Illustrator・Photoshopでの実践手順
Adobe Illustratorで特色を使っている場合の対処手順:
1.「ウィンドウ」 →「スウォッチ」を開く
2.特色スウォッチを右クリック → 「スウォッチオプション」
3.カラータイプを「スポットカラー」から「プロセスカラー」へ変更
4.カラーモードを「CMYK」に設定
これで、データ内のすべての特色がCMYK値に変換されます。
Photoshopの場合:
「イメージ」→「モード」→「CMYKカラー」を選択した時点で、特色は自動的にCMYK相当へ変換されます。
変換後は、必ず元のデータと並べて色の変化を目視で確認してください。
必要なら、CMYK値を微調整してブランドカラーに近づけます。
ブランドカラーを守る運用ノウハウ
長期にわたってブランドグッズを制作する場合、以下の運用が推奨されます。
1.自社CMYK値の定義書を作成
「ロゴ赤=C0 M100 Y100 K0」というように、自社で使うすべての色をCMYK値で定義し、ガイドライン化する。
2.量産前の試作必須化
初回のロットで実物の色味を確認し、必要なら微調整。社内基準色の現物見本を保管する。
3.印刷会社固定の優位性を活かす
ZEAMI Goodsで継続して制作することで、機材・インク・運用基準が安定し、色のブレが抑えられます。
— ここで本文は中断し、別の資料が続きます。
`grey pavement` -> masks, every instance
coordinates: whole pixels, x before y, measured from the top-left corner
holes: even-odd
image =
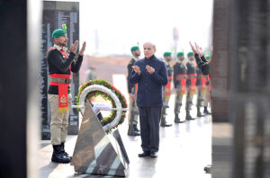
[[[194,98],[195,101],[195,98]],[[119,127],[130,164],[128,178],[210,178],[203,167],[212,165],[212,117],[205,116],[185,123],[175,124],[174,95],[172,95],[167,111],[166,120],[172,127],[160,128],[160,147],[158,158],[140,158],[141,153],[140,138],[127,136],[128,120]],[[196,115],[193,106],[192,115]],[[181,109],[184,119],[184,107]],[[68,136],[66,149],[73,153],[76,136]],[[40,140],[39,151],[39,170],[41,178],[64,177],[112,177],[91,174],[76,174],[69,164],[50,162],[52,147],[49,140]]]

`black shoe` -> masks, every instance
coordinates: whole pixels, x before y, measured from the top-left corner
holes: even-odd
[[[204,113],[205,115],[210,115],[210,114],[211,114],[211,112],[207,110],[206,107],[204,107],[203,113]]]
[[[164,124],[160,124],[160,126],[161,126],[162,128],[165,128],[165,127],[171,127],[172,124],[166,124],[166,123],[164,123]]]
[[[53,147],[53,153],[51,156],[51,161],[56,163],[70,163],[70,158],[64,156],[61,153],[61,145],[58,146],[52,146]]]
[[[134,125],[129,125],[128,136],[140,136],[140,133],[135,131]]]
[[[204,116],[204,115],[202,115],[202,114],[201,113],[200,110],[197,110],[197,117],[202,117],[202,116]]]
[[[138,129],[137,124],[133,125],[133,129],[134,129],[134,131],[137,131],[138,133],[140,133],[140,129]]]
[[[133,132],[128,132],[128,136],[140,136],[140,133],[137,132],[137,131],[133,131]]]
[[[139,157],[146,157],[149,156],[150,156],[149,152],[143,152],[142,154],[138,155]]]
[[[158,157],[158,152],[151,152],[149,156],[150,157]]]
[[[175,123],[184,123],[184,122],[185,122],[185,120],[183,120],[183,121],[181,121],[180,120],[175,120]]]
[[[66,151],[65,151],[65,143],[61,144],[61,153],[66,156],[69,157],[70,160],[72,159],[72,156],[70,156]]]
[[[184,122],[185,122],[185,120],[181,121],[178,114],[175,114],[175,123],[184,123]]]
[[[185,120],[194,120],[194,118],[192,118],[191,115],[190,115],[190,113],[187,112],[187,113],[186,113],[186,116],[185,116]]]

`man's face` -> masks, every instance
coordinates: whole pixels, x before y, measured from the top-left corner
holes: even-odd
[[[179,61],[183,61],[184,59],[184,56],[178,57],[178,60],[179,60]]]
[[[154,48],[154,45],[151,43],[145,43],[143,45],[143,52],[144,52],[145,58],[149,58],[155,54],[156,48]]]
[[[136,49],[133,51],[133,56],[138,58],[140,56],[140,49]]]
[[[169,62],[172,60],[172,57],[171,56],[166,56],[166,57],[164,57],[164,59],[166,61],[166,62]]]
[[[189,61],[194,60],[194,56],[188,57],[188,60],[189,60]]]
[[[60,36],[58,38],[54,38],[54,41],[56,42],[57,45],[59,46],[66,46],[68,44],[68,38],[67,34]]]

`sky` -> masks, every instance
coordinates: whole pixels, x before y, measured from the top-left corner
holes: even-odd
[[[66,0],[67,1],[67,0]],[[177,51],[190,51],[189,41],[211,48],[213,0],[78,0],[80,42],[86,54],[130,55],[130,47],[151,41],[157,56],[174,47],[177,28]]]

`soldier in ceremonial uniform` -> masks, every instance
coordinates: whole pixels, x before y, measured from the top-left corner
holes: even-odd
[[[211,56],[210,55],[205,55],[205,58],[207,61],[210,61],[211,60]],[[212,88],[212,85],[211,85],[211,79],[210,79],[210,76],[209,75],[207,76],[206,76],[206,92],[205,92],[205,95],[204,95],[204,101],[203,101],[203,107],[204,107],[204,110],[203,110],[203,113],[204,114],[211,114],[211,111],[208,111],[208,106],[210,105],[210,91],[211,91],[211,88]]]
[[[184,60],[184,52],[177,53],[178,61],[174,66],[174,85],[176,90],[175,99],[175,122],[182,123],[179,119],[183,96],[185,93],[186,86],[186,67],[183,63]]]
[[[136,93],[137,93],[137,85],[130,83],[129,78],[130,76],[132,67],[135,62],[139,59],[140,56],[140,50],[138,46],[131,47],[130,51],[133,58],[130,59],[128,65],[128,92],[130,96],[130,111],[129,111],[129,136],[140,136],[140,130],[138,129],[138,108],[136,104]]]
[[[186,102],[185,102],[185,111],[186,111],[185,120],[194,120],[190,115],[190,111],[191,111],[192,104],[193,104],[194,95],[196,92],[197,74],[196,74],[195,66],[194,65],[194,53],[189,52],[187,54],[187,58],[188,58],[188,62],[186,64],[186,68],[187,68],[187,71],[186,71],[186,74],[187,74],[187,80],[186,80],[187,93],[186,93]]]
[[[170,100],[171,96],[171,85],[172,85],[172,80],[173,80],[173,68],[170,67],[169,62],[172,60],[172,53],[171,52],[165,52],[163,54],[165,63],[166,63],[166,72],[167,72],[167,76],[168,76],[168,82],[166,85],[164,87],[163,90],[163,102],[164,104],[161,109],[161,118],[160,118],[160,126],[161,127],[170,127],[172,124],[167,124],[166,121],[166,110],[169,108],[168,106],[168,102]]]
[[[66,30],[55,30],[52,38],[54,46],[50,49],[48,53],[49,74],[50,76],[48,98],[51,111],[50,134],[53,147],[51,161],[69,163],[71,156],[65,151],[65,142],[72,104],[70,94],[71,72],[76,73],[80,69],[86,42],[84,42],[76,58],[76,51],[78,41],[75,41],[70,50],[68,50],[65,48],[68,40]]]

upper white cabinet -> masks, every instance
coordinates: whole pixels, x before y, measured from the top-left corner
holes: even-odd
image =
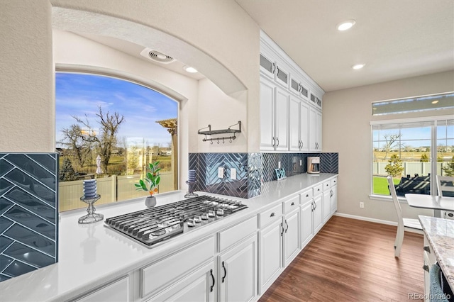
[[[286,90],[260,79],[260,149],[288,150],[289,97]]]
[[[321,152],[321,111],[309,108],[309,151]]]
[[[323,89],[263,32],[260,64],[260,150],[321,152]]]

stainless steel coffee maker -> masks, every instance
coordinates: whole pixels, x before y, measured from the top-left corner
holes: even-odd
[[[307,157],[307,173],[310,173],[310,174],[320,173],[320,157]]]

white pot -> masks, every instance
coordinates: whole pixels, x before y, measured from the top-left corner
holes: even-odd
[[[156,197],[155,196],[148,196],[145,198],[145,205],[148,208],[153,208],[156,206]]]

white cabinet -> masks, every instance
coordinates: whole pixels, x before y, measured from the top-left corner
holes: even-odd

特色のような「絶対的な色」は印刷不可でも、「自社にとっての絶対的な色」を運用で作ることはできます。
蛍光・メタリックの代替表現
蛍光色やメタリック特色をどうしても表現したい場合、以下の選択肢が考えられます。
・ホログラム素材の選択(ステッカー・缶バッジで対応可能)
・光沢加工の組み合わせ(UVニスや箔押し代替)
・白引きを活用した発色強化(アクリル系商品)
「インクで再現できない色」は、「素材や加工で代替する」という発想に切り替えることで、表現の幅は大きく広がります。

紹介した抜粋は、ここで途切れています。